I have no idea what it would feel like to believe that I’m “ready” for all the twists, turns and challenges that the CrossFit Open throws at me every year. In 2011, I did most of the workouts with the other members of our box. Having barely been in CrossFit training for a year and with no scaling option, I completed three or four of the workouts and really did it more for the community aspect than any delusion about qualifying for Regionals.
The following year, I did all five workouts but didn’t register for the Open because I still thought it was for “real” athletes.
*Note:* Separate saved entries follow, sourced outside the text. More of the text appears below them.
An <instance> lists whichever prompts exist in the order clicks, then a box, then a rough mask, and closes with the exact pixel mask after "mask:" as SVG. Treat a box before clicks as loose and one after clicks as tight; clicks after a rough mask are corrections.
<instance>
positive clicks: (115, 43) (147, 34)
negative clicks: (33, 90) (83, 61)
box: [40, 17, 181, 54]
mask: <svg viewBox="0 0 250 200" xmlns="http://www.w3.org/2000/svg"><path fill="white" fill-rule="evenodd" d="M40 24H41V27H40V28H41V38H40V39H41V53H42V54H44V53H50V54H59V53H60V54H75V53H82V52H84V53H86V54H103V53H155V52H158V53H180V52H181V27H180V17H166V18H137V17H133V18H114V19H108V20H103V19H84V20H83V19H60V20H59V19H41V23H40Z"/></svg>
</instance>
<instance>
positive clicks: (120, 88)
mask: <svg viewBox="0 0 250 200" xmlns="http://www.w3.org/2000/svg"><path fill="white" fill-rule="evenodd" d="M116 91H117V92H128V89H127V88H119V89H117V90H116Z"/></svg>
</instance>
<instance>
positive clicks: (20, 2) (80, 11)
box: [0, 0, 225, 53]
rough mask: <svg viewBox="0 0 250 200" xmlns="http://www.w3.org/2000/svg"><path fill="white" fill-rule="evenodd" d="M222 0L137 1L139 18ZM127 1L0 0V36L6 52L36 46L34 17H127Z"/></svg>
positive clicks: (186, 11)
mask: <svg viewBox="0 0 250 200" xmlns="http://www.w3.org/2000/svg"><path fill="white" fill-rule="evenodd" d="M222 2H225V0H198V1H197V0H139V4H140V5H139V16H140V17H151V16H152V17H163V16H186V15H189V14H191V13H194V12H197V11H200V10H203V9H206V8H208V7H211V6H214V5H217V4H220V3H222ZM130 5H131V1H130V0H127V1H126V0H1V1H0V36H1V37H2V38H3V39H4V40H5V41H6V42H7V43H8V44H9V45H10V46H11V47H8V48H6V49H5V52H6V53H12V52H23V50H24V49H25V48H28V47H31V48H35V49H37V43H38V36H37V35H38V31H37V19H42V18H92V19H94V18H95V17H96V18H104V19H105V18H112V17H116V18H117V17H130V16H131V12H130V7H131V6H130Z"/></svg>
I was too old, slow and weak to waste my money doing all the workouts in an official capacity or to make my scores accountable to the worldwide community.
In 2013, I registered for the first time officially and finished around 34,000th in the world. As I was already going to Regionals as a writer anyway, my place in the final standings didn’t matter to me as much as having the common experience of completing all five workouts the same way the athletes I was interviewing had.
Following that first official year, I have registered every single time — no questions asked. The fee is small, but the level of accountability is so much more beneficial for those of us who decide to put our scores out there for the whole world to see. My best finish was in 2015 (my first year as an official Masters athlete) when I finished around 5,000th in the world and 425th in the newly formed Central Regional.
But results aside, no matter the amount of training I put in, there is always a point during the Open when I feel like I’m in over my head. Last year, it was the bar muscle-ups. I was determined (at 42) to get one even though I had never even come close before. After practicing, coaching and pushing myself, I got not only one but seven. With the scaling option, one of the biggest challenges becomes deciding each week whether to push through the prescribed version or to scale it down and take a reduction in your score.
Even the most talented and accomplished CrossFit Regional and Games athletes still struggle with some of the workouts during the Open. But that’s just part of it — prepare for everything as best you can. Facing the unknown and unknowable each week will leave you feeling unprepared. As the saying goes, “The juice is worth the squeeze.”
So here we go, five weeks of challenges, successes and failures, all while finding out who we are along the way and pushing ourselves harder than we normally would.